Running the following C code (a bunch of mmaps and munmaps in a 2GB file) on a MacOS X machine seems much slower than on a Linux server.
#define BUFSZ 2000000000
static u_char buf[BUFSZ];
....
for (msize = 4096; msize <= 1048576; msize *= 16) {
fd = open("io_benchmark.dat", O_RDONLY);
if (fd < 0 ) die("can't open io_benchmark.dat for reading");
for (i = 0; i < 10000; i++) {
offset = (size_t) random() % (BUFSZ - 1048576);
mblock = femmap(fd, (off_t)offset, (size_t) msize, PROT_READ,
"test block");
total = 0;
for (j = 0; j < msize; j++) {
total += mblock[j];
}
femunmap(mblock, (size_t) msize, "test block");
}
printf("Elapsed time to mmap and munmap 10000 blocks of %d kB: %.4f sec\n",
msize/1024, (time = time_since_last_call()));
rslt = close(fd);
if (fd < 0 ) die("can't close io_benchmark.dat after reading");
}
In particular, a comparison of two cars
CPU Xeon E3113 dual core @ 3.00GHz Core 2 Duo @ 2.4GHz dual core
RAM 8GB 4GB
Kernel 2.6.18-92.el5PAE SMP i686 MacOS 10.6.4 Snow Leopard
Disk WD 250GB SATA 16MB cache 7200 RPM EXT3 Hitachi 250GB SATA 5400 RPM, journaled HFS+
It gives the following results:
Linux MacOS X
Time for 10000 4kB mmaps 0.0165 682.87
Time for 10000 64kB mmap 0.0170 657.79
Time for 10000 1MB mmaps 0.0217 633.38
Even considering the reduced memory size, it seems that this is unusual, since the file is only half the physical memory.
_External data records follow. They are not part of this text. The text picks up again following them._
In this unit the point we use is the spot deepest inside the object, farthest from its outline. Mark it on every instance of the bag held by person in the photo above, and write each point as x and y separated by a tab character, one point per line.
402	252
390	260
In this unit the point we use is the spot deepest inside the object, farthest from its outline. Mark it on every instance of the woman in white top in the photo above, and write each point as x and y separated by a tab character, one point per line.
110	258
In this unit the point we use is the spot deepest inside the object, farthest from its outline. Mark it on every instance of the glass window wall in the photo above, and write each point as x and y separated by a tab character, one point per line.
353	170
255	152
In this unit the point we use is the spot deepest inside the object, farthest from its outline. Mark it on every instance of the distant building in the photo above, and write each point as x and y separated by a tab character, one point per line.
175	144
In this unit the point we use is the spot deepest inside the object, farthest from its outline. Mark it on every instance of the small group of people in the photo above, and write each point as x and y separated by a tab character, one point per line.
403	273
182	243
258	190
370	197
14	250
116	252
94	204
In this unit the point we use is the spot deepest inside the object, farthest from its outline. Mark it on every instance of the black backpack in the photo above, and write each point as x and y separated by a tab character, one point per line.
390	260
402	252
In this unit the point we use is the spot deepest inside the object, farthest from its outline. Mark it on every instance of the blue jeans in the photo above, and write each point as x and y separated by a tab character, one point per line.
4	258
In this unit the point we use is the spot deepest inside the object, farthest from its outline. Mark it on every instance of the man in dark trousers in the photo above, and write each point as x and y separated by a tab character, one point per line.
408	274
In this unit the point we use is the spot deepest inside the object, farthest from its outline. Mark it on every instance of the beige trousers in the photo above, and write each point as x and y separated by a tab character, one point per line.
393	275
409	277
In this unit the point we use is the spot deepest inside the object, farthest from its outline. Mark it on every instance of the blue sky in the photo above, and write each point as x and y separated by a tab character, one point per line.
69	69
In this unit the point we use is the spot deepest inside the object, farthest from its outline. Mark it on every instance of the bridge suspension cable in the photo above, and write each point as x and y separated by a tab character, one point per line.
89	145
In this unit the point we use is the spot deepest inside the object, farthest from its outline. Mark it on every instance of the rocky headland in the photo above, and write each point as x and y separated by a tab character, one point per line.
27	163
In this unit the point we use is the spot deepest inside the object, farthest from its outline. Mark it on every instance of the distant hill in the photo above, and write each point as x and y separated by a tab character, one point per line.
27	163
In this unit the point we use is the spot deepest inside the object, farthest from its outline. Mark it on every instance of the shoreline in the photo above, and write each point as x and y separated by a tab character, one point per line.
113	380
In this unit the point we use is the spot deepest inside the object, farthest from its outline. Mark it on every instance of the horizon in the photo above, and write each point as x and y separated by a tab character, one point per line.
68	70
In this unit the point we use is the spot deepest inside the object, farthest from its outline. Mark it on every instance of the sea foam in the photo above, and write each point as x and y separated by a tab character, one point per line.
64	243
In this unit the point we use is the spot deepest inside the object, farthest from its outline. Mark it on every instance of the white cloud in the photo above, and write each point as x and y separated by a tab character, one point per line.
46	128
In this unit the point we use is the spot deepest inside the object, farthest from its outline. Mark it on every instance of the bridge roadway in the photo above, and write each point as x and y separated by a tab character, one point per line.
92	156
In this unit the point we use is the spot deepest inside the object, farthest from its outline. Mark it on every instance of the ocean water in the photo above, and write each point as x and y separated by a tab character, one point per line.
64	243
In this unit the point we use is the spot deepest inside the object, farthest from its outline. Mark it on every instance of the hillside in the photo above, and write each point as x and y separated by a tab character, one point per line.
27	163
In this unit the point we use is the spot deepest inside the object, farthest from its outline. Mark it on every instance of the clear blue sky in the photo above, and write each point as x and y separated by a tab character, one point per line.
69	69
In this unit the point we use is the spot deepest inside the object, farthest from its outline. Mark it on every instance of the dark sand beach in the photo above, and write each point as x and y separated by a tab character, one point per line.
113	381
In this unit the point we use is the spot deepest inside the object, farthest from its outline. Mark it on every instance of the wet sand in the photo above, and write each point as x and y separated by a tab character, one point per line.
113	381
Can someone point out a code change or a configuration change that could improve performance?
We are trying to use reads instead of mmaps, and this is significant, but this will require a substantial change to the existing code base (and mmap is much faster than reading on Linux).